Obama’s Weight Tip for Oprah
By: John Lillpop
Once again, Oprah Winfrey has ballooned to the size of the Goodyear Blimp while preaching to 20 million out of touch women every day, most of whom are unemployed welfare queens who treat Oprha’s every word as if it were ordained by God, Himself.
Writing in the January edition of “O” magazine, O as in OBESE!, Oprah resorts to the typical excuse proffered by chunky housewives who blame all of that ugly fat on an out-of-balance thyroid, a miserable child hood, the George W. Bush presidency, and a newly minted “fear of working out.”
According to the guru of prime time fat, she has gained 40 pounds since 2006, when she weighed 160. That leaves her lumbering around at 200 pounds and damn near as unsightly as Al Gore.

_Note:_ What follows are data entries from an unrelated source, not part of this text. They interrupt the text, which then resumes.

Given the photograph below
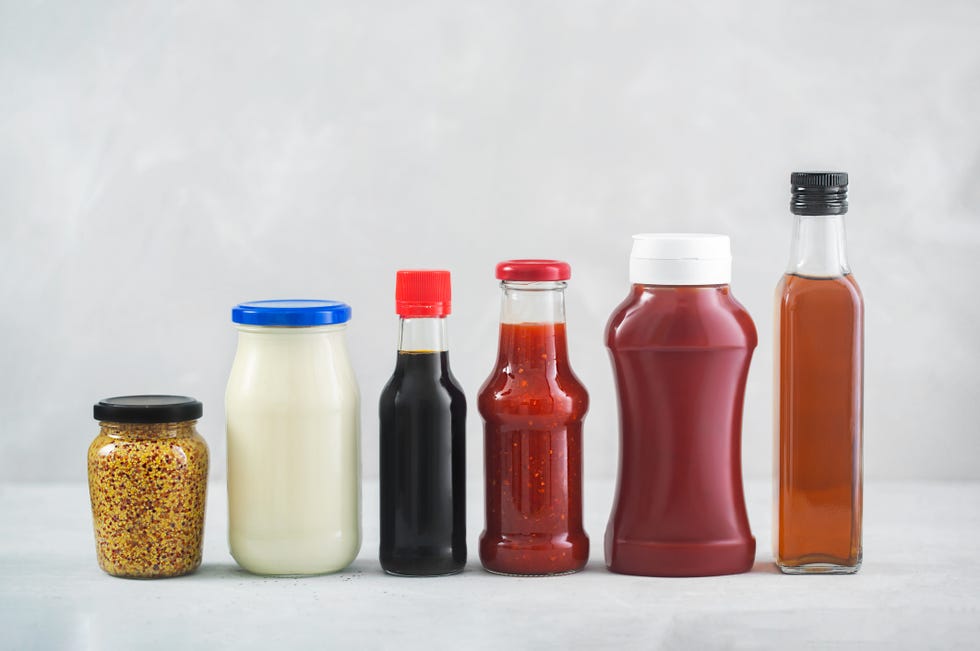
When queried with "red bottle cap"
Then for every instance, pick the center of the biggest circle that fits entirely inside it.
(533, 270)
(421, 293)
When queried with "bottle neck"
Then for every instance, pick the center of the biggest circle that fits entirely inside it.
(423, 335)
(818, 248)
(533, 302)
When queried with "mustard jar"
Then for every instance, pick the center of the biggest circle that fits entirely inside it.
(147, 474)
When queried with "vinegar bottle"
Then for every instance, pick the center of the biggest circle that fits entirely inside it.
(819, 378)
(423, 438)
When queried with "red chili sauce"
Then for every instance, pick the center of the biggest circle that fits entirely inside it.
(533, 406)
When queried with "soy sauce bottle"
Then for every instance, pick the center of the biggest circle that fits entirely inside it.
(423, 431)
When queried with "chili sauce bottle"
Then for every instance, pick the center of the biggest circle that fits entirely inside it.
(680, 346)
(423, 438)
(819, 392)
(532, 406)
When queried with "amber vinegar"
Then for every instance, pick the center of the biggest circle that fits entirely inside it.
(819, 389)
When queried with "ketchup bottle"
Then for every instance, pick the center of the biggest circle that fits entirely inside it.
(680, 345)
(533, 405)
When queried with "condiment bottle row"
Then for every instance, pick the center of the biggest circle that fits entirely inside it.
(680, 346)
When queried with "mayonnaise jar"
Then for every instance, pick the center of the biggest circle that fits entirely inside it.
(292, 408)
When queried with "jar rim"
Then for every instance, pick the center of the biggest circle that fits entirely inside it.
(148, 409)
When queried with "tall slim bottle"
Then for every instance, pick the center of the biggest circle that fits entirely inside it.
(819, 384)
(423, 438)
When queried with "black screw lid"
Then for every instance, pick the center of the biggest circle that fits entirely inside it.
(818, 193)
(148, 409)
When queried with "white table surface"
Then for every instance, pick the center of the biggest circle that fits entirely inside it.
(919, 588)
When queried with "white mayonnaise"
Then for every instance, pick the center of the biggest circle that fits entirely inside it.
(293, 450)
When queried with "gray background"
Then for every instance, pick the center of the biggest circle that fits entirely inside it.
(162, 161)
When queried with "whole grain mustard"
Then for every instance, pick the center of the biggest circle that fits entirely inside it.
(148, 485)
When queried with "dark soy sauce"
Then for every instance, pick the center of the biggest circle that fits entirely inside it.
(423, 468)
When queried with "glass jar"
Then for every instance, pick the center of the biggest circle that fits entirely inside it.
(293, 426)
(533, 406)
(148, 474)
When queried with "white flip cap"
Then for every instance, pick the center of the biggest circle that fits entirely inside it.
(681, 259)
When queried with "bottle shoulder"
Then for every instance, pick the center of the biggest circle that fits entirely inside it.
(679, 317)
(793, 290)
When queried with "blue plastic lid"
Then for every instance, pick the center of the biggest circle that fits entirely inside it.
(291, 313)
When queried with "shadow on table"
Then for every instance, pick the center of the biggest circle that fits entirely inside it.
(764, 567)
(233, 572)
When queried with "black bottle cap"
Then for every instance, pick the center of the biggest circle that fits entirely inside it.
(818, 193)
(148, 409)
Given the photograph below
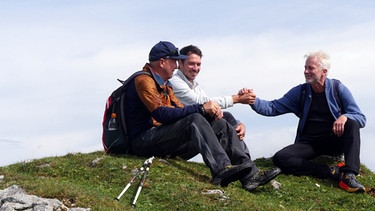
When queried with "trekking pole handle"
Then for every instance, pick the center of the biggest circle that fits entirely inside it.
(140, 186)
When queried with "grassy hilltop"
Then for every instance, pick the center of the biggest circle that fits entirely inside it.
(93, 180)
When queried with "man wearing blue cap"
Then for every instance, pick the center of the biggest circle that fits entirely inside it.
(158, 124)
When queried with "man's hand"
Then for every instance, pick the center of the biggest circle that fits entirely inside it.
(244, 96)
(339, 125)
(213, 109)
(241, 130)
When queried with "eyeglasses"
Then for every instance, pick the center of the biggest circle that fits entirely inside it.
(175, 52)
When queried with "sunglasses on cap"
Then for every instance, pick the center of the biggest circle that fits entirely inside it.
(174, 53)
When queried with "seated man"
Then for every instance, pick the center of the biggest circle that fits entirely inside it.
(329, 124)
(158, 124)
(189, 92)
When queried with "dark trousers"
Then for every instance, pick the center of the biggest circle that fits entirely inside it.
(296, 158)
(216, 141)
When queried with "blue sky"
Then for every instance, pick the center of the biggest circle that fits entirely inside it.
(59, 61)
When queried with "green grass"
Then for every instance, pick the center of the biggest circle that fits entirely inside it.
(172, 184)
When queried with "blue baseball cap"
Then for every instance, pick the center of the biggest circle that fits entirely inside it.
(165, 49)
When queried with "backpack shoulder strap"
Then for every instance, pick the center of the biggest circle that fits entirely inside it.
(140, 72)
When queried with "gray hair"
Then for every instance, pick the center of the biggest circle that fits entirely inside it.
(322, 57)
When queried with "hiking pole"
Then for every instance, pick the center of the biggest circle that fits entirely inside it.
(149, 162)
(128, 185)
(135, 177)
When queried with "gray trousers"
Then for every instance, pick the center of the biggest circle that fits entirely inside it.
(216, 141)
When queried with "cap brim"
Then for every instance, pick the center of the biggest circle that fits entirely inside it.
(178, 57)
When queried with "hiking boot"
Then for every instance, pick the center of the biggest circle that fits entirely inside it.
(349, 183)
(334, 172)
(230, 174)
(259, 178)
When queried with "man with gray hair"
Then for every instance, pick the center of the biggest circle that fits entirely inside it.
(329, 124)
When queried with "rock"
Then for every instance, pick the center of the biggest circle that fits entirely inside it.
(15, 198)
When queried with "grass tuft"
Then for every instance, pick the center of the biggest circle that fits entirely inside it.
(94, 180)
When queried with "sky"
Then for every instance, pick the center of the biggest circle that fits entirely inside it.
(59, 61)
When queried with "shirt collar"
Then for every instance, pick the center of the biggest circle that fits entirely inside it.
(183, 77)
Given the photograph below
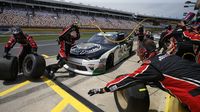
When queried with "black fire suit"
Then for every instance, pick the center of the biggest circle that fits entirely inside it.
(27, 43)
(65, 42)
(179, 77)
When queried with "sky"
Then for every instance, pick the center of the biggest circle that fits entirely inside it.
(161, 8)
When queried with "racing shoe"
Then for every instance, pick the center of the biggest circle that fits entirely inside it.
(50, 73)
(72, 74)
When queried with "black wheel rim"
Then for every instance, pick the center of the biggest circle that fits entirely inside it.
(29, 65)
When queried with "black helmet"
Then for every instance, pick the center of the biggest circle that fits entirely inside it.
(146, 47)
(16, 30)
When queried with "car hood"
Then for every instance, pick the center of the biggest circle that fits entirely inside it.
(89, 50)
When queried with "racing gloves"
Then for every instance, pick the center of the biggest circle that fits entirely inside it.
(34, 50)
(96, 91)
(5, 55)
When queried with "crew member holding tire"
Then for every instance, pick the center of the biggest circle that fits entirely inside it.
(66, 40)
(27, 43)
(168, 72)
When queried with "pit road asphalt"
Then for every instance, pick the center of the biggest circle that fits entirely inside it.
(66, 93)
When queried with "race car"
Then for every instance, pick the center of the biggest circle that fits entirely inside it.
(99, 53)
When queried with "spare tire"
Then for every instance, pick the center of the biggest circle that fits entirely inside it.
(8, 68)
(133, 99)
(33, 66)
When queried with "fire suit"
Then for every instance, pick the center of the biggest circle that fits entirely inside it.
(171, 73)
(195, 39)
(66, 42)
(27, 43)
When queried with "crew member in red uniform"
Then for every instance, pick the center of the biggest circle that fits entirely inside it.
(193, 35)
(27, 43)
(66, 40)
(169, 72)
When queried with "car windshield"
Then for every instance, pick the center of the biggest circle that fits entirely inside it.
(100, 39)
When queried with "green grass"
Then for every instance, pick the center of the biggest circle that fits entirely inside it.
(46, 37)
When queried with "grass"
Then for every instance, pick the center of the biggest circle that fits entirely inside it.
(4, 39)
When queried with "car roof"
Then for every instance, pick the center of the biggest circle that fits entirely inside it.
(107, 33)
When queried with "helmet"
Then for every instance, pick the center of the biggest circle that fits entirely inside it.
(16, 30)
(145, 48)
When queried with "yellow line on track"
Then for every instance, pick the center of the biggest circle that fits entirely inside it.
(59, 107)
(45, 56)
(167, 103)
(14, 88)
(66, 96)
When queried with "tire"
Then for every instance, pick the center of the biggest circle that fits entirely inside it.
(33, 66)
(133, 99)
(8, 68)
(189, 56)
(110, 61)
(131, 50)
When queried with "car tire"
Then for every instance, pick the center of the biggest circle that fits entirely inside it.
(8, 68)
(133, 99)
(34, 66)
(131, 50)
(110, 61)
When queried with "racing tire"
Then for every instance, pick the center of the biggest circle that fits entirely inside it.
(131, 50)
(8, 68)
(110, 61)
(33, 66)
(133, 99)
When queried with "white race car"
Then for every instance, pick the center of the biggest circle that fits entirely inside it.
(99, 54)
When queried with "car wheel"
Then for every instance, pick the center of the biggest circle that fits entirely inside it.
(131, 50)
(8, 68)
(34, 66)
(133, 99)
(110, 61)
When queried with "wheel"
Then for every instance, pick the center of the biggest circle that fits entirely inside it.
(110, 61)
(131, 50)
(33, 66)
(133, 99)
(8, 68)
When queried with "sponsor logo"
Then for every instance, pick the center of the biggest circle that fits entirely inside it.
(160, 58)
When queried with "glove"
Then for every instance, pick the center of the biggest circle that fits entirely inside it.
(34, 50)
(96, 91)
(5, 55)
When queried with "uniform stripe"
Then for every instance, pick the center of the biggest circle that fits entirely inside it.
(118, 80)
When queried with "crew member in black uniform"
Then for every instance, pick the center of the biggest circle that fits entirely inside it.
(27, 43)
(66, 40)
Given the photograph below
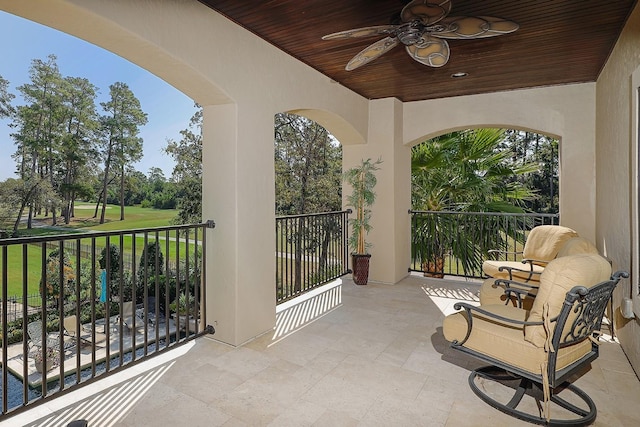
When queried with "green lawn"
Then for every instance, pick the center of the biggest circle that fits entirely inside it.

Her addiction to Snickers bars and introspective psychobabble lead Oprah to say, “I look at my thinner self and think, `How did I let this happen again?’” “I’m embarrassed,” she says. “I’m mad at myself.”
How did it happen?
Remember all of those eating frenzies that you enjoyed while pushing the Barack Obama candidacy all across America?
Remember the non-stop gorging with stuffed pizzas, ice cream, whipped cream, melted chocolate, fudge, apple pie, chips of all types and sizes, candies from every nation in the world, and every other delectable goody that you have rammed now your throat since November 4 to celebrate the election of your razor-thin brother to the White House?
Might your 15,000-calorie a day diet have something to do with your out of control girth?
That, and your insane “fear of working out” would bloat a damn elephant beyond recognition.
Still, Barack Obama is a perfect role model for those who wish to control their weight and demonstrate perfect self-control.
Why not give Obama’s weight management plan a try?
Namely, smoke and inhale two packs of unfiltered Pall Mall cigarettes every day and just watch those pounds melt away!